This collection contains a small selection of archives relating to key markets and market related spaces in the Sydney local area.
Market places were the civic and commercial heart of the city. Produce – fruit, vegetables, butchered meat, poultry, dairy products and other goods – are brought and sold, both retail and wholesale. Because of this retail activity, the market place was the place where people gathered, to trade and to socialise and be entertained.
Sydney’s first markets were at Circular Quay, but in 1810 Governor Macquarie relocated them west along George Street, on the present site of the Queen Victoria Building. This site was close to the wharves at Darling Harbour, and goods transported by boat were unloaded at the Market Wharf.
The George Street Markets (also known as Central Markets) provided undercover stalls that traders could lease to sell their produce. They were regulated from the City Council from the time it was formed in 1842.
As the George Street Markets occupied prime retail land, there was soon pressure to move them from the city centre.
The Haymarket district of Sydney was named for the hay and corn markets that operated here from the early 1830s. The City Council officially established produce markets on Campbell Street in 1869, named Belmore Markets. These were replaced by a new markets building on the present site of the Capitol Theatre, in 1893 which were officially named for the Mayor, Sir W P Manning.

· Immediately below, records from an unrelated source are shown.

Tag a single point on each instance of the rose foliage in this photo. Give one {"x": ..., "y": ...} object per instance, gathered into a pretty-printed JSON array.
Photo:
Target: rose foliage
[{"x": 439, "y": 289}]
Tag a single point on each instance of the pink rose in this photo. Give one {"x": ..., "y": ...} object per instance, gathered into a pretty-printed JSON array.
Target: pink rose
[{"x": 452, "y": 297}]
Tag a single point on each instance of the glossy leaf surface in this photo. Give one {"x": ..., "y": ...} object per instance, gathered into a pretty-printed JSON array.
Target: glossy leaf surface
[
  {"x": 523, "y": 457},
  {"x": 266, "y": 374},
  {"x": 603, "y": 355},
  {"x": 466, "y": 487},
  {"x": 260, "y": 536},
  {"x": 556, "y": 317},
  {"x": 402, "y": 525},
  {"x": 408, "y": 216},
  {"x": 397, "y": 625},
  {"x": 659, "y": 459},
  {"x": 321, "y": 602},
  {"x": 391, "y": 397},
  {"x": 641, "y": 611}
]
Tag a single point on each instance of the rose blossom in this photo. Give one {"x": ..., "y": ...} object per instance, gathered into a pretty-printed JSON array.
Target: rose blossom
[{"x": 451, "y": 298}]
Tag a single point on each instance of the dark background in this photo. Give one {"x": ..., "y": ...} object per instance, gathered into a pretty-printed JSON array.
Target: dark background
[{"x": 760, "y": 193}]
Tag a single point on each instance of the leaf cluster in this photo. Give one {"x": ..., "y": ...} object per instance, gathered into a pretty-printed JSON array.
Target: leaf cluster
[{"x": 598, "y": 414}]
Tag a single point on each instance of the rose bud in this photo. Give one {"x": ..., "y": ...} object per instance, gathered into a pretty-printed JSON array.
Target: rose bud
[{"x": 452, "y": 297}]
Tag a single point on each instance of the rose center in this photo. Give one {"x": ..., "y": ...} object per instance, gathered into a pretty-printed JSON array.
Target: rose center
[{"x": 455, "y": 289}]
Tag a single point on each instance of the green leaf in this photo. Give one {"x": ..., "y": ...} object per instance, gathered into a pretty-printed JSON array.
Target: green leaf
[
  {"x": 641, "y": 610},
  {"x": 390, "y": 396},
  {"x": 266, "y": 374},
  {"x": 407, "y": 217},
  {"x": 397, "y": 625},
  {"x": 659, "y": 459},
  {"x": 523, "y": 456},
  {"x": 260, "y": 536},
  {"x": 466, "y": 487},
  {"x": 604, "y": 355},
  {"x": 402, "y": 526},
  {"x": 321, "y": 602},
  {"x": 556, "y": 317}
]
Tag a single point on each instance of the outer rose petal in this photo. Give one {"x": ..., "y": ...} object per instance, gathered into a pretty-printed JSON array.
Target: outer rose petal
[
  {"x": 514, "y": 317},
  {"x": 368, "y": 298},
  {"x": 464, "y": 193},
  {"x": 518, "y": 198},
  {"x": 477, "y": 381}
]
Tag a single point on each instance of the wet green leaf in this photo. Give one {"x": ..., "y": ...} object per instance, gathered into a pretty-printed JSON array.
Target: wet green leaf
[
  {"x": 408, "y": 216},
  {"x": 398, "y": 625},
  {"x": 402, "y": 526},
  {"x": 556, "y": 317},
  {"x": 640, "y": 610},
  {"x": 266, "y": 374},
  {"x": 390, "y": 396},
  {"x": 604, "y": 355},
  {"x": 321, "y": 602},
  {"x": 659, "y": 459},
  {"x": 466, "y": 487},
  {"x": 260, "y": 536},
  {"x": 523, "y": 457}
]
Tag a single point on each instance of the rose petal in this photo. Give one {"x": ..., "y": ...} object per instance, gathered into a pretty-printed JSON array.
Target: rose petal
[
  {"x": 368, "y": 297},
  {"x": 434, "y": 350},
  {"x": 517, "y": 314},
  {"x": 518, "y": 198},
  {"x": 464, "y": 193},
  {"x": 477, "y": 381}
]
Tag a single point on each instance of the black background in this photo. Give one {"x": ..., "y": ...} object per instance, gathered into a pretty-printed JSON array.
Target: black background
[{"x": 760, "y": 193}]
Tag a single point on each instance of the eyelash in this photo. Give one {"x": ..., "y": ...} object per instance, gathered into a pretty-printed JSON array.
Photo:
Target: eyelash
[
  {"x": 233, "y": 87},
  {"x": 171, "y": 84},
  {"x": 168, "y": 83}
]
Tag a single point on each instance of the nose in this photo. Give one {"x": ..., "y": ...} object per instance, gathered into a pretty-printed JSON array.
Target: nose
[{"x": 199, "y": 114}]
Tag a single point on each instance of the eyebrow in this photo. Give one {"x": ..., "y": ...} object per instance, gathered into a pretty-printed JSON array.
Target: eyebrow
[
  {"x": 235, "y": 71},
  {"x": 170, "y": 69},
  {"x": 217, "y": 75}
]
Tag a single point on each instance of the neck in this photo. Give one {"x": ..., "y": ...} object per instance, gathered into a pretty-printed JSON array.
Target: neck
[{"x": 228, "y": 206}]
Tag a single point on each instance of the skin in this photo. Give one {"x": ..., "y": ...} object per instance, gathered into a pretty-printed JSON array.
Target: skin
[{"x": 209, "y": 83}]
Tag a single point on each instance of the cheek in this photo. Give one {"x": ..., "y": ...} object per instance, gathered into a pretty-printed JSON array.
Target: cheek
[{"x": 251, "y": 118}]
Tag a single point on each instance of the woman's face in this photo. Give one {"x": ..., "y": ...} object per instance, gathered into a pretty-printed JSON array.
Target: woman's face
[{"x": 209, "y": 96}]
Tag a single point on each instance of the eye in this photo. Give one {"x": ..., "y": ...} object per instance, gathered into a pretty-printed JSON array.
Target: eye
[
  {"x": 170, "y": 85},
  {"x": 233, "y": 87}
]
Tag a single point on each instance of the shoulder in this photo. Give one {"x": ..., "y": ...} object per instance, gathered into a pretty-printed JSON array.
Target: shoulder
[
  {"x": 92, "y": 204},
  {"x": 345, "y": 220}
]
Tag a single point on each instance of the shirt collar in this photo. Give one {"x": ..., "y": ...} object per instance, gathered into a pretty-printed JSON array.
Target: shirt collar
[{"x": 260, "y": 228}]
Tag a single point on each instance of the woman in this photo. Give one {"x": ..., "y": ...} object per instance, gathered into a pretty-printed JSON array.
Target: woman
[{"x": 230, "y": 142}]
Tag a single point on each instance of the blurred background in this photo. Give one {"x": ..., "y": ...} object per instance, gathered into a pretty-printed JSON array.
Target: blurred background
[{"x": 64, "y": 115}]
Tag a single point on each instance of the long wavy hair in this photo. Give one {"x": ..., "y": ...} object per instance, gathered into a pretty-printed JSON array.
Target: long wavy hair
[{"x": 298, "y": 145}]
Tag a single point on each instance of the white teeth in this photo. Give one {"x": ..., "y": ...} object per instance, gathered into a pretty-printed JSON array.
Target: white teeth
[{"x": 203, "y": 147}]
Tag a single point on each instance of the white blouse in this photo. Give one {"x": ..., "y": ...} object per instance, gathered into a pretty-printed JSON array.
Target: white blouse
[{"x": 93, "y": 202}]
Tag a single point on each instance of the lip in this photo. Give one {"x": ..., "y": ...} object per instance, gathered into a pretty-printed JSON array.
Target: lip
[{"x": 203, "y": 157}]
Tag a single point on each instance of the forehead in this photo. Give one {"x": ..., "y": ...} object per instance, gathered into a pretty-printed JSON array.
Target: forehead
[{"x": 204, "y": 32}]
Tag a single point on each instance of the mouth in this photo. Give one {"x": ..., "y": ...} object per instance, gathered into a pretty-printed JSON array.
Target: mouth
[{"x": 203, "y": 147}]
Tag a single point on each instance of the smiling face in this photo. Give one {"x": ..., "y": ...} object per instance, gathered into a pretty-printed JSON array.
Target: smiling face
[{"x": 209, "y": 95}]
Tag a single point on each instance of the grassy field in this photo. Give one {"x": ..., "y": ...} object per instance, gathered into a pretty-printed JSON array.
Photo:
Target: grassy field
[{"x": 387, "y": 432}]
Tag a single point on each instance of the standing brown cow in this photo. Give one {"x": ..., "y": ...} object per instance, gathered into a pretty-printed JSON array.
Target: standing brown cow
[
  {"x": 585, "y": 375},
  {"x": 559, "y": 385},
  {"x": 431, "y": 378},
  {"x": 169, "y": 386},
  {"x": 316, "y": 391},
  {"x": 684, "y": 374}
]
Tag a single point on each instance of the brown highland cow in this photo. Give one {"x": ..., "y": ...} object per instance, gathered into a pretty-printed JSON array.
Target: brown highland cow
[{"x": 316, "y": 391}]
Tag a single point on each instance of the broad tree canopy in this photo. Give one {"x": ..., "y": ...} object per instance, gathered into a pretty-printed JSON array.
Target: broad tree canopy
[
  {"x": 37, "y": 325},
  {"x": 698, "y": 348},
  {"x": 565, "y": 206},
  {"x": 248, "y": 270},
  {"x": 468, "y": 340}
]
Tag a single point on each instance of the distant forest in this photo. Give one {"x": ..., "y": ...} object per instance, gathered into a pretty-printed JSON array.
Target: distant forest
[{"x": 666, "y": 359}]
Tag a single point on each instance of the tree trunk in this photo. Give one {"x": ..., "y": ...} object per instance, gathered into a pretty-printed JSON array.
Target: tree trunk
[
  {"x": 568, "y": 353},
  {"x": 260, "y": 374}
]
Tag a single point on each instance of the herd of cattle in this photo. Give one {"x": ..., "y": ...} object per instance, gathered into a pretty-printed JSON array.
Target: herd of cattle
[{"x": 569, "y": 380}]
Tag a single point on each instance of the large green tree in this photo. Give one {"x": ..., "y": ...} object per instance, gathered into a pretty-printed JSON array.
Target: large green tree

In practice, they were generally referred to as the ‘New Belmore Markets’ while the original Belmore Markets were known as the ‘Old Belmore Markets’.
In the late 1890s, the George Street Markets were torn down and replaced with the Queen Victoria Building. New fruit and vegetable markets (City Markets) were established in the early 20th century, closer to the coastal shipping wharves at Darling Harbour and the associated railway goods line and yards. In 1976, the Sydney Markets moved to Flemington and the market buildings were redeveloped for other uses, although one of the original buildings remains home to Paddy’s Markets.